In terms of the radiation exposure derived from PET/CT, it should be noted that currently, a new generation of modern PET/CT scanners are entering the market. These scanners can provide whole-body scans with ultra-low dose (e.g., 0.37MBq/kg) protocols that show no significant difference in quantitative and qualitative image analysis [34]. These long axial field of view (LAFOV) PET/CT scanners show an increased signal-to-noise ratio and can achieve higher sensitivity based on a higher count density than the scanner used in our analysis. In addition, modern postprocessing methods, such as ultrahigh sensitivity (UHS) reconstruction modes on these new scanners, may cut the PET acquisition time in half, which would reduce the examination time [35]; however, to generate whole-body parametric PET images, a minimum of 45–60 min of scanning is required due to the slow kinetics of 18F-FDG.

The main limitation of this study is the small patient population and its retrospective nature in a single center. Different CT protocols were included in the PET/CT cohort, resulting in an elevated CT radiation dose when compared to CT scans without contrast alone. It should be noted that the PET/CT scanner used in this study is already outdated when compared with recent scanner technology.
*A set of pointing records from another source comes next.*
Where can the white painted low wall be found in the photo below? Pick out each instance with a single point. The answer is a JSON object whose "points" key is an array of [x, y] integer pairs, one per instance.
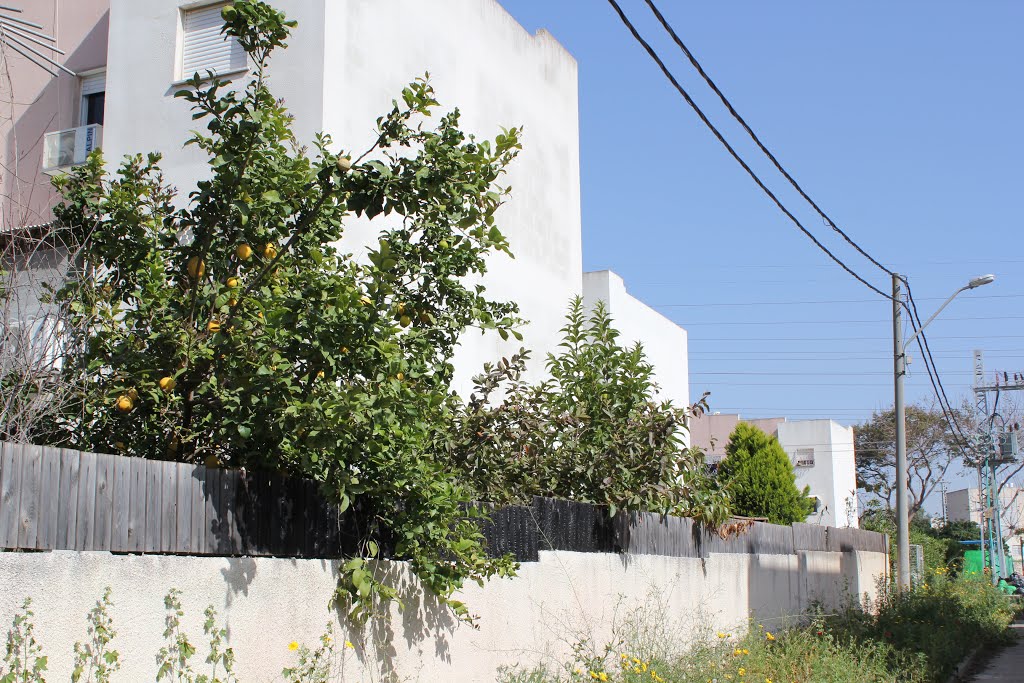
{"points": [[266, 603]]}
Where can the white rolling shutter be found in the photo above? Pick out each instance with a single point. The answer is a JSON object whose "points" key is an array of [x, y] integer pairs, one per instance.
{"points": [[93, 83], [205, 48]]}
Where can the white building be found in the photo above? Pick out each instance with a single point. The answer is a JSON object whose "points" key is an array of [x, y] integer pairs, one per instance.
{"points": [[664, 341], [345, 62], [821, 452]]}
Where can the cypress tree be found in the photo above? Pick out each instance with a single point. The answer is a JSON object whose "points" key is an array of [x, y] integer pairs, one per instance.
{"points": [[761, 479]]}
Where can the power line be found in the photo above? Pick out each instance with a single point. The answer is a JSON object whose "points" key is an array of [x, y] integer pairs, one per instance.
{"points": [[796, 303], [877, 321], [758, 373], [747, 338], [936, 380], [754, 136], [733, 154]]}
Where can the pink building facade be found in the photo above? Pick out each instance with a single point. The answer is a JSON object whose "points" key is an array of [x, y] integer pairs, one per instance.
{"points": [[35, 101]]}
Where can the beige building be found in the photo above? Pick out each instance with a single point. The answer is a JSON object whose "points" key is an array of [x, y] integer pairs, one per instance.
{"points": [[38, 97], [821, 453]]}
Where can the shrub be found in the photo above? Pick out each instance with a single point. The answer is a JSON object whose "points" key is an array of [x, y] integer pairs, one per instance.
{"points": [[593, 432]]}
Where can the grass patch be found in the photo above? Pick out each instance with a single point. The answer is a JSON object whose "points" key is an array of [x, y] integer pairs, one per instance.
{"points": [[916, 636]]}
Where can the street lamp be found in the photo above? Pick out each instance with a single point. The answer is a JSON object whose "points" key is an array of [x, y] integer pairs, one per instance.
{"points": [[899, 371]]}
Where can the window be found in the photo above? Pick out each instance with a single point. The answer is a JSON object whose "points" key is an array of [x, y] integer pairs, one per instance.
{"points": [[93, 91], [804, 457], [204, 47]]}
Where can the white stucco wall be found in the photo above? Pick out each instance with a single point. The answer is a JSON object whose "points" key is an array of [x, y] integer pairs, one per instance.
{"points": [[833, 478], [664, 341], [345, 63], [267, 603]]}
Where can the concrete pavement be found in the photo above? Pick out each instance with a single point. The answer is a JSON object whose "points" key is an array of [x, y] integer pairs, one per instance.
{"points": [[1008, 664]]}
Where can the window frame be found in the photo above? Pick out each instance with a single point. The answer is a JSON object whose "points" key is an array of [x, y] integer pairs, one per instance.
{"points": [[83, 101], [180, 77]]}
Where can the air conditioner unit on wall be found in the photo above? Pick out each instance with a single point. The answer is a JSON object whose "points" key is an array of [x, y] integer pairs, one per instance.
{"points": [[65, 148]]}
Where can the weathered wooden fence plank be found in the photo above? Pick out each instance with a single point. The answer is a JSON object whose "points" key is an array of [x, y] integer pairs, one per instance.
{"points": [[137, 505], [64, 499], [230, 542], [10, 489], [86, 502], [183, 497], [28, 516], [103, 514], [71, 462], [195, 483], [154, 507], [121, 504], [168, 508], [49, 502]]}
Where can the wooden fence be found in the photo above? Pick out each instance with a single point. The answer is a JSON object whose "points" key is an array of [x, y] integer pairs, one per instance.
{"points": [[57, 499]]}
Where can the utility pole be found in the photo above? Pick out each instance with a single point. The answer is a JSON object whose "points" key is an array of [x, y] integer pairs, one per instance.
{"points": [[899, 371], [942, 485], [902, 509], [990, 459]]}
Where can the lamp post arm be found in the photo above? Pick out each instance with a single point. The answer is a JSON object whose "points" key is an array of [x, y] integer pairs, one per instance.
{"points": [[934, 315]]}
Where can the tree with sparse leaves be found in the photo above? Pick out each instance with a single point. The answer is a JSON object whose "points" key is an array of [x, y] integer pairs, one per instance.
{"points": [[932, 447]]}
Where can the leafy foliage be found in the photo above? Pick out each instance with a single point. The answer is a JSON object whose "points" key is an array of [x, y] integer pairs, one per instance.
{"points": [[593, 432], [761, 478], [231, 331], [174, 659], [24, 660], [95, 660]]}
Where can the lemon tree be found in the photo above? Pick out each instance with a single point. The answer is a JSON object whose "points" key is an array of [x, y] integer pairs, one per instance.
{"points": [[225, 326]]}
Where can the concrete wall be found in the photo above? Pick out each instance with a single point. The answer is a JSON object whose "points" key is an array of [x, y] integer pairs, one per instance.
{"points": [[34, 102], [345, 63], [664, 341], [267, 603]]}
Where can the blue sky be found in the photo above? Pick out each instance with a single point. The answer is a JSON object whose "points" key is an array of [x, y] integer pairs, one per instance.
{"points": [[903, 121]]}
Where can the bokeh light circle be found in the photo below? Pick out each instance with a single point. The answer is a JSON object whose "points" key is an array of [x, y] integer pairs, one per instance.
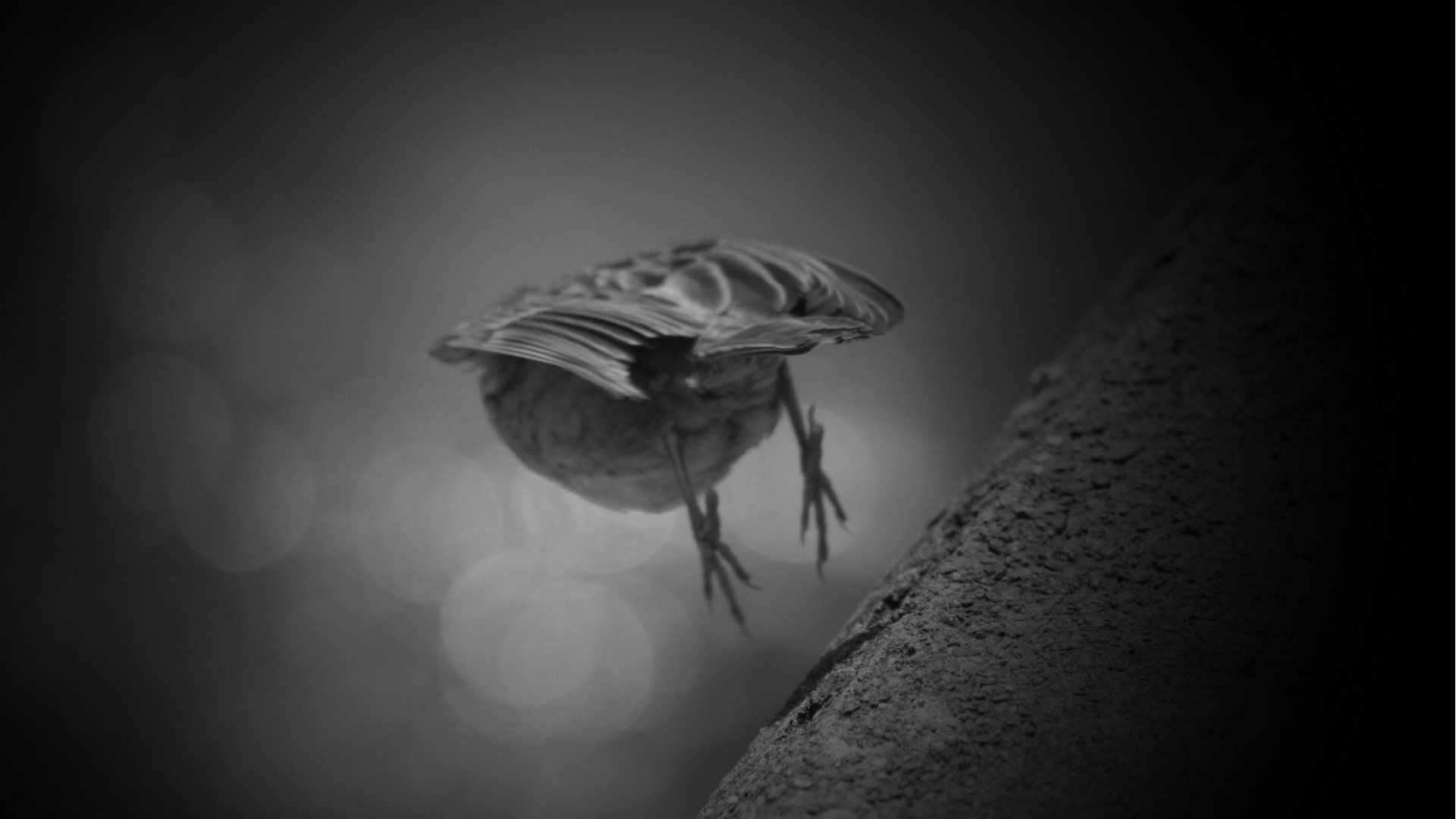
{"points": [[587, 537], [261, 504], [422, 515]]}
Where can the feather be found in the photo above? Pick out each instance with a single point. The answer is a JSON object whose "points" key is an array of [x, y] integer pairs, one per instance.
{"points": [[731, 297]]}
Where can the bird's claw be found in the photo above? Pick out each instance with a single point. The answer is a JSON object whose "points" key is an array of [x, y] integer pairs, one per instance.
{"points": [[817, 487], [714, 554]]}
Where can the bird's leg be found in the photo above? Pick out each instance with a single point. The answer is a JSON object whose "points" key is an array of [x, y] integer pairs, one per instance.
{"points": [[707, 532], [817, 487]]}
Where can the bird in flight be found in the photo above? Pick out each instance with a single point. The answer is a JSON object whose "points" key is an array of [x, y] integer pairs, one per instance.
{"points": [[638, 384]]}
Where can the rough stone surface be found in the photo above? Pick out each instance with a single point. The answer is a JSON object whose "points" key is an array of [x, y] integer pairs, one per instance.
{"points": [[1152, 592]]}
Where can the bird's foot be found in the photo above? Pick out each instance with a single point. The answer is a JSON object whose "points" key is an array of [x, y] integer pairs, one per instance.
{"points": [[715, 553], [817, 488]]}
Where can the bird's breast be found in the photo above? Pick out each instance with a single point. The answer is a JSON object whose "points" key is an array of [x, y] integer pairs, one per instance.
{"points": [[610, 449]]}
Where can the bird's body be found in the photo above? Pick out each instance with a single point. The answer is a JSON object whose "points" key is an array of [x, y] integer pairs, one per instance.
{"points": [[638, 384], [609, 449]]}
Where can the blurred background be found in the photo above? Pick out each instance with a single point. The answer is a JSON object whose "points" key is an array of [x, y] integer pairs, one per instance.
{"points": [[265, 558]]}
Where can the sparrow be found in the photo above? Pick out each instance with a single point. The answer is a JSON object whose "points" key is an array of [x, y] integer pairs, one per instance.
{"points": [[638, 384]]}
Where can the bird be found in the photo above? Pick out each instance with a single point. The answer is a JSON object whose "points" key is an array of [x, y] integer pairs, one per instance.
{"points": [[638, 384]]}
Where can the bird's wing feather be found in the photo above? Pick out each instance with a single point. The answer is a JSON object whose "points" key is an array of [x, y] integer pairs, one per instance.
{"points": [[734, 297]]}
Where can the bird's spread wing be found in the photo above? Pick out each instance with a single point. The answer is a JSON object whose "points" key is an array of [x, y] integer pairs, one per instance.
{"points": [[734, 297]]}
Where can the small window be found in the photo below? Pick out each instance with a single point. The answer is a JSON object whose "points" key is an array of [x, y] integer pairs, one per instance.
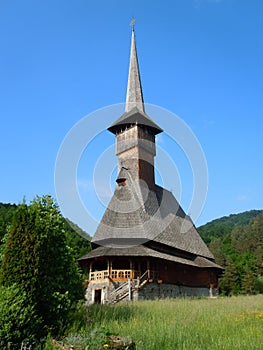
{"points": [[121, 181]]}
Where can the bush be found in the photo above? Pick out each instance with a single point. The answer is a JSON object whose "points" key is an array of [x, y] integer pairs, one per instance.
{"points": [[18, 321]]}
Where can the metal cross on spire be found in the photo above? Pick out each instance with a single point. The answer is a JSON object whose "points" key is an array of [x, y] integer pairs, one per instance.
{"points": [[132, 23]]}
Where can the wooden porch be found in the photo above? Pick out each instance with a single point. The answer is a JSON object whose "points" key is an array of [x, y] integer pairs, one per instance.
{"points": [[120, 275]]}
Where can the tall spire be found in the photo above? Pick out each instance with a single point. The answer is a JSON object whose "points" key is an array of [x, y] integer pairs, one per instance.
{"points": [[134, 96]]}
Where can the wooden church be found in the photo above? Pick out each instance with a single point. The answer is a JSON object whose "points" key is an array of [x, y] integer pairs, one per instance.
{"points": [[145, 246]]}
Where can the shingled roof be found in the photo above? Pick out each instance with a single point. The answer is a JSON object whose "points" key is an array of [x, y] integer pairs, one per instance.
{"points": [[146, 251], [136, 215]]}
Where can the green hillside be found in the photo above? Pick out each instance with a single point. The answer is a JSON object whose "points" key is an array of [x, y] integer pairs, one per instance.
{"points": [[237, 244], [222, 227]]}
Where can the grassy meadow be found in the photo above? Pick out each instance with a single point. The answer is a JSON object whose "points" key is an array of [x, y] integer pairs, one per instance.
{"points": [[190, 324]]}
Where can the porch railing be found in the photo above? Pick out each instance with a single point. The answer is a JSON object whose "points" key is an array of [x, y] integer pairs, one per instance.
{"points": [[115, 275]]}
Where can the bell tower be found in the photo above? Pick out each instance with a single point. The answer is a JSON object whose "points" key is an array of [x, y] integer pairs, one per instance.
{"points": [[135, 131]]}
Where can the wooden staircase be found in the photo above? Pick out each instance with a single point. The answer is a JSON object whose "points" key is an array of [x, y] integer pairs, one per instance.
{"points": [[126, 289]]}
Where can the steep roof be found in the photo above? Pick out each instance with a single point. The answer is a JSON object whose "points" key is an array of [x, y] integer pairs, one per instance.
{"points": [[136, 215], [134, 107], [133, 117], [145, 251], [134, 96]]}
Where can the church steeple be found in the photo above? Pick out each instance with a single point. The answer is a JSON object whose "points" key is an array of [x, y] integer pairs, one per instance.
{"points": [[135, 131], [134, 96]]}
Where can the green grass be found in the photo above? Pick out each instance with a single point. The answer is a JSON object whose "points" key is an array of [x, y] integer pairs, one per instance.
{"points": [[190, 324]]}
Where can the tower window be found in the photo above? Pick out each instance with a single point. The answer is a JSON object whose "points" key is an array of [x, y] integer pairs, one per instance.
{"points": [[121, 181]]}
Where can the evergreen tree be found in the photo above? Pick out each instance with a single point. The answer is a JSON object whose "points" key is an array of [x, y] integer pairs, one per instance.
{"points": [[39, 261]]}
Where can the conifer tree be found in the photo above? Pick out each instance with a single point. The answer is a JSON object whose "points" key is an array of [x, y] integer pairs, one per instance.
{"points": [[38, 260]]}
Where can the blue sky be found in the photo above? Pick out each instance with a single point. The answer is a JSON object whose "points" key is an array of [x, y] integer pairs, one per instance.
{"points": [[200, 59]]}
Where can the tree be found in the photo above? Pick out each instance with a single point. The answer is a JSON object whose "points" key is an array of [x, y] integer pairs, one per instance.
{"points": [[38, 259]]}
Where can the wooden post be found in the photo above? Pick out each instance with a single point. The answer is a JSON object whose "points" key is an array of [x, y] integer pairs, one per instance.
{"points": [[129, 287], [148, 269]]}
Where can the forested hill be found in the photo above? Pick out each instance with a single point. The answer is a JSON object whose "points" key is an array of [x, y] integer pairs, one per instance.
{"points": [[219, 228], [77, 239], [237, 244]]}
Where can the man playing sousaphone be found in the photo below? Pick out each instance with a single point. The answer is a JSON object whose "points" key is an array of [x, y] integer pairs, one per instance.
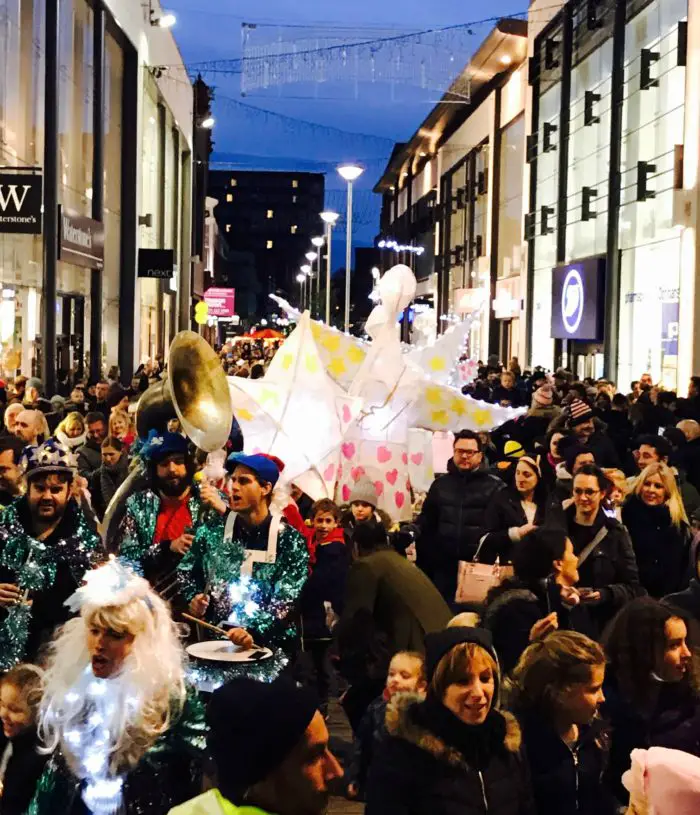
{"points": [[46, 546], [253, 577], [163, 521]]}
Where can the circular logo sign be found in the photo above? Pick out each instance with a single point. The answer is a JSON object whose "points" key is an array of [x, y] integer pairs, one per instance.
{"points": [[572, 301]]}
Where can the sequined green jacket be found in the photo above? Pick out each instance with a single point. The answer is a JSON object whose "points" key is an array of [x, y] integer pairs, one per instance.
{"points": [[169, 773], [49, 571]]}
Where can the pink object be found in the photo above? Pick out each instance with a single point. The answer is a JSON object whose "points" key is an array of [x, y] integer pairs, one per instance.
{"points": [[663, 782], [383, 455]]}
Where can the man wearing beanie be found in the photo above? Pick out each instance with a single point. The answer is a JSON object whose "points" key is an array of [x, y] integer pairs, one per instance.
{"points": [[270, 748], [580, 422]]}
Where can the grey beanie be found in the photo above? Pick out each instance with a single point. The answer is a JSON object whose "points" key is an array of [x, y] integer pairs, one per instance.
{"points": [[365, 491]]}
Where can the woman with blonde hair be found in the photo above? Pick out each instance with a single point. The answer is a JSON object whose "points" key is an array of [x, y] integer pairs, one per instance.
{"points": [[71, 431], [125, 732], [557, 690], [659, 529]]}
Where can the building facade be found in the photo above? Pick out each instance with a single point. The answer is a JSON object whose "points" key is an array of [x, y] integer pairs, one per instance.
{"points": [[266, 221], [82, 106]]}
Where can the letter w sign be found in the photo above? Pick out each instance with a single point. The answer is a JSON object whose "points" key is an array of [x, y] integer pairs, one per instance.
{"points": [[20, 203]]}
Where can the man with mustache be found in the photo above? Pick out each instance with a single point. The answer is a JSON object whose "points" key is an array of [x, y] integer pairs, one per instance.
{"points": [[46, 546], [163, 521]]}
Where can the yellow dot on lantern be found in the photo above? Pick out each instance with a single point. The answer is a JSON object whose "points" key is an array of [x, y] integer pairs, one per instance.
{"points": [[356, 354], [336, 366], [433, 396], [440, 417]]}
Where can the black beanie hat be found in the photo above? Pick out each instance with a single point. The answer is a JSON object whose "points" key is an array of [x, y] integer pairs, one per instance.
{"points": [[254, 726], [440, 643]]}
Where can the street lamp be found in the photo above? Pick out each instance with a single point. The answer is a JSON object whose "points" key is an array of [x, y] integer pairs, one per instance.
{"points": [[329, 219], [349, 173]]}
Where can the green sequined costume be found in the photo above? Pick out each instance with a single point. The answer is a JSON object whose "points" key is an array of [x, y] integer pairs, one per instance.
{"points": [[49, 570], [169, 773], [135, 540], [211, 566]]}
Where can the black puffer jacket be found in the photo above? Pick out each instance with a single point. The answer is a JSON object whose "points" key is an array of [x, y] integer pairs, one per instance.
{"points": [[453, 517], [660, 547], [416, 772]]}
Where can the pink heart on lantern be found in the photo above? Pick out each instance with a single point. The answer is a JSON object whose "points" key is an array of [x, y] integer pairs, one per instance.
{"points": [[383, 455]]}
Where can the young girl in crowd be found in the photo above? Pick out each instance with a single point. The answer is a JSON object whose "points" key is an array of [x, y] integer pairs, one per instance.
{"points": [[21, 763], [323, 595], [558, 688], [454, 752], [651, 691], [406, 675]]}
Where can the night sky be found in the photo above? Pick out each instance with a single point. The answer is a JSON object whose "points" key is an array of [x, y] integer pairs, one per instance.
{"points": [[321, 123]]}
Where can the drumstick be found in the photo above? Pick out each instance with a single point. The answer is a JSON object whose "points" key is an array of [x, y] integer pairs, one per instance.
{"points": [[214, 628]]}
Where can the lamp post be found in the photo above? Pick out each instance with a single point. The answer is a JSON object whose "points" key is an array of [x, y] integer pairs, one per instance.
{"points": [[317, 244], [349, 173], [329, 219]]}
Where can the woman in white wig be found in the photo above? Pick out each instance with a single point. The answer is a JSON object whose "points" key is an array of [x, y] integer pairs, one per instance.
{"points": [[127, 735]]}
Additionally, a non-significantly higher 18F-FDG dose had to be applied in PET/CT when compared to PET/MRI as the PET component of the currently available PET/MRI system has a higher sensitivity.

In the risk-benefit balance, the radiation dose savings outweigh the limitations of PET/MRI. The disadvantages of PET/MRI, as with MRI, are its contraindications for use in individuals with claustrophobia, metallic implants, and non-MR-compatible pacemakers, Furthermore, the low availability due to the high costs currently limits the further spread of PET/MR [33].

Although comparable cohorts were considered in this study, both examinations were not performed on a single patient, which precludes exact comparability.